How do I work out cutoff frequencies for filters in circuits with more than 1 resistor?

thanks :p
 
Last edited:

t_n_k

Joined Mar 6, 2009
5,455
If you add a load resistor Rload, then for the purpose of analysis R2 is replaced with Rload||R2. [ || meaning "in parallel with" ]
 

Thread Starter

Jaziek

Joined Apr 21, 2011
4
If you add a load resistor Rload, then for the purpose of analysis R2 is replaced with Rload||R2. [ || meaning "in parallel with" ]
Sorry I guess I phrased my question badly, used terminology wrongly and whatnot, I'm very new to electronics in general.

What I mean is, I don't know how to properly account for R2, because I've only ever seen examples of filters with 1 resistor.
 

Heavydoody

Joined Jul 31, 2009
140
R1 = 1kΩ R2 = 10kΩ , and C1 = 10 nF

I need to find the breakpoint values for each of these filters. When I put them into LTSpice, it gives me 14.1kHz for the low pass filter, and 1.8kHz for the high pass filter.

But when I use the equation 1/(2∏RC) to work out what the values should be ideally, it gives me something noticeably different.

I know that this is because I'm not properly taking into account the second resistor, but I don't know how I to do this.

How do I work out cutoff frequencies for filters in circuits with more than 1 resistor?

thanks :p
Your question demonstrates the inadequacy of merely memorizing "formulas." Looking at case B, notice that we are seeking the voltage across R2, which is part of a basic voltage divider. Therefore:

\(v_o=\frac{R_2}{R_2+R_1+\frac{1}{j\omega C_1}}v_i\)

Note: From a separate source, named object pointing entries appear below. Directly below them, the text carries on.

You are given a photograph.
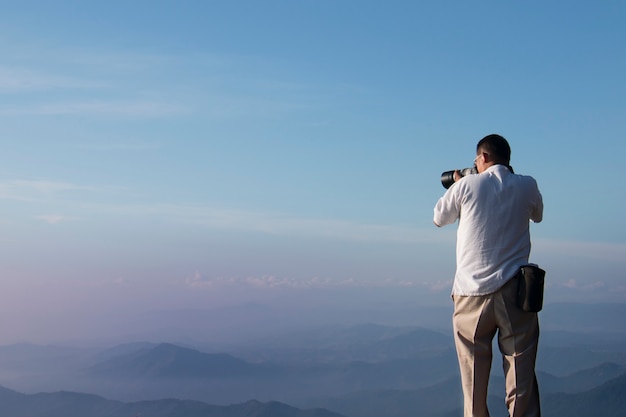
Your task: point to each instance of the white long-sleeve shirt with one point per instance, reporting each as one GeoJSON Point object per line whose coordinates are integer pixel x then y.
{"type": "Point", "coordinates": [493, 238]}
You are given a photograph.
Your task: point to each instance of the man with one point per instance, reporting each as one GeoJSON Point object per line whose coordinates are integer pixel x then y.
{"type": "Point", "coordinates": [493, 240]}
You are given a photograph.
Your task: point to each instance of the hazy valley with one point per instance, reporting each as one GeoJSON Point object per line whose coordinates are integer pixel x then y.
{"type": "Point", "coordinates": [318, 370]}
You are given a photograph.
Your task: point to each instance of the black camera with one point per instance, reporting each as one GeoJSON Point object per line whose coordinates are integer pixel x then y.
{"type": "Point", "coordinates": [447, 178]}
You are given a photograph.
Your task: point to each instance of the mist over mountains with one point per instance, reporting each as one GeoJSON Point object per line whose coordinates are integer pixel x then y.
{"type": "Point", "coordinates": [359, 370]}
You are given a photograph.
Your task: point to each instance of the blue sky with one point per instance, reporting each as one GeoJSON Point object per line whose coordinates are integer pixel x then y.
{"type": "Point", "coordinates": [195, 154]}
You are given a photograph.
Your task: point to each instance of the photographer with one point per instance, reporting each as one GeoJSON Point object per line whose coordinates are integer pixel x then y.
{"type": "Point", "coordinates": [493, 207]}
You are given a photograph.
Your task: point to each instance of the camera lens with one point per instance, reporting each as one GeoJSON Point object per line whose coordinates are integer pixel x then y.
{"type": "Point", "coordinates": [447, 179]}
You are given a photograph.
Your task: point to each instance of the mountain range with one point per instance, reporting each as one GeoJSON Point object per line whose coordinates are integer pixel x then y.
{"type": "Point", "coordinates": [364, 370]}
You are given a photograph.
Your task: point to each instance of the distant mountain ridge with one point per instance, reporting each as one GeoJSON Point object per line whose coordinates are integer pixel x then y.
{"type": "Point", "coordinates": [71, 404]}
{"type": "Point", "coordinates": [167, 360]}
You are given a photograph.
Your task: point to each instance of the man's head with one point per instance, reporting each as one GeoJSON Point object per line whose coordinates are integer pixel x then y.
{"type": "Point", "coordinates": [492, 150]}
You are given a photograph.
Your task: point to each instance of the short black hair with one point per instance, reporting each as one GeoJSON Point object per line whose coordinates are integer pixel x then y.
{"type": "Point", "coordinates": [496, 146]}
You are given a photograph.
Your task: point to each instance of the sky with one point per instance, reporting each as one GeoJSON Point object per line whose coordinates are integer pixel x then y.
{"type": "Point", "coordinates": [161, 155]}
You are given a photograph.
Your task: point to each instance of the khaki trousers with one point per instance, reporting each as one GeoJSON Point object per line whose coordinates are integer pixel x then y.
{"type": "Point", "coordinates": [475, 321]}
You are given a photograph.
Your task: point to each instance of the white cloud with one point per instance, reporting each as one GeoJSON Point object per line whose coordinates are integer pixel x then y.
{"type": "Point", "coordinates": [119, 108]}
{"type": "Point", "coordinates": [201, 280]}
{"type": "Point", "coordinates": [14, 80]}
{"type": "Point", "coordinates": [608, 251]}
{"type": "Point", "coordinates": [52, 218]}
{"type": "Point", "coordinates": [30, 190]}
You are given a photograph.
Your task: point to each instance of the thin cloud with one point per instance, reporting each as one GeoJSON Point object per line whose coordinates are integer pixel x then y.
{"type": "Point", "coordinates": [120, 108]}
{"type": "Point", "coordinates": [16, 80]}
{"type": "Point", "coordinates": [199, 280]}
{"type": "Point", "coordinates": [30, 190]}
{"type": "Point", "coordinates": [53, 218]}
{"type": "Point", "coordinates": [579, 249]}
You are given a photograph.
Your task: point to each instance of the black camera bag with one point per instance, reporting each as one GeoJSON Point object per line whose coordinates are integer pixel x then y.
{"type": "Point", "coordinates": [530, 288]}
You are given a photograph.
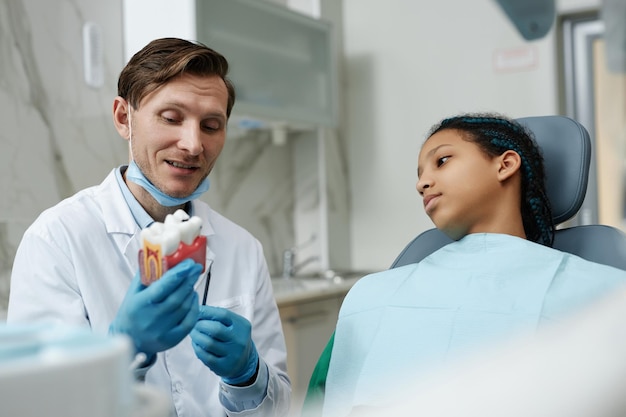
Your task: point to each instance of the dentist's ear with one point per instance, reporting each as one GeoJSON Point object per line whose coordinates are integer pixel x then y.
{"type": "Point", "coordinates": [121, 117]}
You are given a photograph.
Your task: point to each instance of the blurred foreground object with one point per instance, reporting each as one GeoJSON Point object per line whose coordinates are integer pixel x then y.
{"type": "Point", "coordinates": [573, 369]}
{"type": "Point", "coordinates": [61, 371]}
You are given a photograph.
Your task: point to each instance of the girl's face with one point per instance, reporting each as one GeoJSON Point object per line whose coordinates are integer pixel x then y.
{"type": "Point", "coordinates": [460, 185]}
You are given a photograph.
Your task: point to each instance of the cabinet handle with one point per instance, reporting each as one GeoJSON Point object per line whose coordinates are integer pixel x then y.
{"type": "Point", "coordinates": [309, 318]}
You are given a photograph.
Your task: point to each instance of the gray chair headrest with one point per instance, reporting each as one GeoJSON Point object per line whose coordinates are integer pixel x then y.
{"type": "Point", "coordinates": [566, 149]}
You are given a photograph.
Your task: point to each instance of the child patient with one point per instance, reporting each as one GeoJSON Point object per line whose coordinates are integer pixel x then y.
{"type": "Point", "coordinates": [481, 178]}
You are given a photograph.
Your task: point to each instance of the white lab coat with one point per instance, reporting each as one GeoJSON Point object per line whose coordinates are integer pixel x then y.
{"type": "Point", "coordinates": [75, 263]}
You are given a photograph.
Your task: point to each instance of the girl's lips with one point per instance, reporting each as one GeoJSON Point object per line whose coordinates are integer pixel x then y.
{"type": "Point", "coordinates": [429, 201]}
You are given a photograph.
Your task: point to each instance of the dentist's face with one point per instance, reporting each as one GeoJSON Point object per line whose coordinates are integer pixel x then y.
{"type": "Point", "coordinates": [458, 183]}
{"type": "Point", "coordinates": [178, 131]}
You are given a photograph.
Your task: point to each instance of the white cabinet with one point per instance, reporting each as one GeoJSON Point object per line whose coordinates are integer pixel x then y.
{"type": "Point", "coordinates": [281, 62]}
{"type": "Point", "coordinates": [307, 326]}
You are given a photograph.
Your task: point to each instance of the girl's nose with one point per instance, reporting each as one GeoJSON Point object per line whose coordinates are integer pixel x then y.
{"type": "Point", "coordinates": [422, 184]}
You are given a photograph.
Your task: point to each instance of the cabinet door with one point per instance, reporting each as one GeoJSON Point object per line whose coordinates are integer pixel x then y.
{"type": "Point", "coordinates": [307, 327]}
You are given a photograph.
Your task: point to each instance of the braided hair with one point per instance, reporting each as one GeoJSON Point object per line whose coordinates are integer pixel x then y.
{"type": "Point", "coordinates": [495, 134]}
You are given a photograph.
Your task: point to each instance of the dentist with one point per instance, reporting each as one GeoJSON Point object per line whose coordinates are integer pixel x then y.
{"type": "Point", "coordinates": [78, 262]}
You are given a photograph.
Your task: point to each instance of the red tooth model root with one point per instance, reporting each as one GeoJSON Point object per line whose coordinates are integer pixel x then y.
{"type": "Point", "coordinates": [152, 263]}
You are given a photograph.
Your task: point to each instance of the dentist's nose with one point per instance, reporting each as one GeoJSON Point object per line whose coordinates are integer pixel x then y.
{"type": "Point", "coordinates": [191, 141]}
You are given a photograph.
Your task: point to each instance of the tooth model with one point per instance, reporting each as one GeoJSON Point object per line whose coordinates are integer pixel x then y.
{"type": "Point", "coordinates": [168, 243]}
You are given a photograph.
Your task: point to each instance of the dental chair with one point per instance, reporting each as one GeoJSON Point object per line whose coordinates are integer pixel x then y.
{"type": "Point", "coordinates": [567, 154]}
{"type": "Point", "coordinates": [566, 148]}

Dividing through by R2+R1, we get:

\(v_o=(\frac{R_2}{R_2+R_1})\frac{1}{1-j\frac{1}{\omega C_1(R_2+R_1)}}v_i\)

Now we have separated the resistive component of the divider, which attenuates the signal regardless of frequency, from the reactive component, which IS dependent on frequency (note the presence of ω). Half power (cutoff) occurs when:

\(\frac{1}{sqrt{1-j\frac{1}{\omega C_1(R_2+R_1)}^2}}=\frac{1}{\sqrt{2}}\)

Therefore, at cutoff:

\(\omega C_1(R_2+R_1)=1\)

Solving for ω:

\(\omega=\frac{1}{C_1(R_2+R_1)}\)

Convert angular frequency to cyclical and you have your answer. This technique (NOT this formula) can be applied to part A as well.
 
Last edited:

Thread Starter

Jaziek

Joined Apr 21, 2011
4
Your question demonstrates the inadequacy of merely memorizing "formulas."
It does indeed, but everybody has to start somewhere :p

Looking at case B, notice that we are seeking the voltage across R2, which is part of a basic voltage divider. Therefore:

\(v_o=\frac{R_2}{R_2+R_1+\frac{1}{j\omega C_1}}v_i\)

Dividing through by R2+R1, we get:

\(v_o=(\frac{R_2}{R_2+R_1})\frac{1}{1-j\frac{1}{\omega C_1(R_2+R_1)}}v_i\)

Now we have separated the resistive component of the divider, which attenuates the signal regardless of frequency, from the reactive component, which IS dependent on frequency (note the presence of ω). Half power (cutoff) occurs when:

\(\frac{1}{sqrt{1-j\frac{1}{\omega C_1(R_2+R_1)}^2}}=\frac{1}{\sqrt{2}}\)

Therefore, at cutoff:

\(\omega C_1(R_2+R_1)=1\)

Solving for ω:

\(\omega=\frac{1}{C_1(R_2+R_1)}\)

Convert angular frequency to cyclical and you have your answer. This technique (NOT this formula) can be applied to part A as well.
Thanks for helping. I'll give this a try.
 

Thread Starter

Jaziek

Joined Apr 21, 2011
4
so if I understand this right, which I probably dont,

For the low pass filter, I need to find the parallel impedance of R2 and C1, like this...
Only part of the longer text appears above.